2 node VCS; testing high availability with all heartbeat links disconnect; service group failover recovery fails

book

Article ID: 100005671

calendar_today

Updated On:

Description

Error Message

2011/03/05 15:53:57 VCS NOTICE V-16-1-10301 Initiating Online of Resource node04_ip (Owner: unknown, Group: sg_db2) on System node05
-------- but
2011/03/05 15:53:58 VCS WARNING V-16-10031-4604 (nodeP05) IP:node04_ip:online:Address 111.222.33.44 already exists: Res node04_ip will not go online.
-------- therefore
2011/03/05 15:56:00 VCS ERROR V-16-2-13066 (nodeP05) Agent is calling clean for resource(res04_ip) because the resource is not up even after online completed.
2011/03/05 15:56:01 VCS INFO V-16-2-13068 (node05) Resource(res04_ip) - clean completed successfully.
2011/03/05 15:56:01 VCS INFO V-16-2-13071 (node05) Resource(res04_ip): reached OnlineRetryLimit(0). 
2011/03/05 15:56:01 VCS ERROR V-16-1-10303 Resource node04_ip (Owner: unknown, Group: sg_db2) is FAULTED (timed out) on sys nodeP05

 

Cause

------ After a 2 node  cluster is subjected to an all LLT-dropout fault test and the fencing key race triggers panic-reboot of one node,  the booting node hangs onto the VIP too long while the surviving node tries to online the service group with the IP resource VIP.  The IP agent discovers the VIP already exists and therefore faults the IP resource and offlines the service group.

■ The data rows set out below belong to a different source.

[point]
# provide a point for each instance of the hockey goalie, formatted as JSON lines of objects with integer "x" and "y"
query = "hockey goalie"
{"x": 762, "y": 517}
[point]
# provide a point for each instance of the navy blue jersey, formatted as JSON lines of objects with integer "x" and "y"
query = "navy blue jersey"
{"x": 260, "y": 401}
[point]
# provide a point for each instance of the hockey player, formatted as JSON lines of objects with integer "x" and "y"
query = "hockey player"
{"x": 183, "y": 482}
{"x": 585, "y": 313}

----Examine the "limbo period" time taken by the panicked node to complete reboot; the VIP on this node may have not been cleared soon enough.

 

Resolution


----Recommend increasing the types attribute OnlineRetryLimit (default is 0) to 2  and OnlineMonitorTimeout to 600 for the IP agent;  this causes the agent wait longer (review OnlineRetryLimit and the OnlineTimeout defaults) before faulting on the pre-existence "ping ip" of the VIP on the panicked node declaring the resource faulted.


Applies To

---2 node VCS cluster with  active-passive failover service groups
---fault test of removing all LLT links
---VCS fencing is configured

 

Issue/Introduction

While testing LLT dropout and VCS fencing for 2 node VCS cluster the node that wins the fencing key race is unable to bring online the service group.  The IP agent-resource discovers the virtual IP address already exists.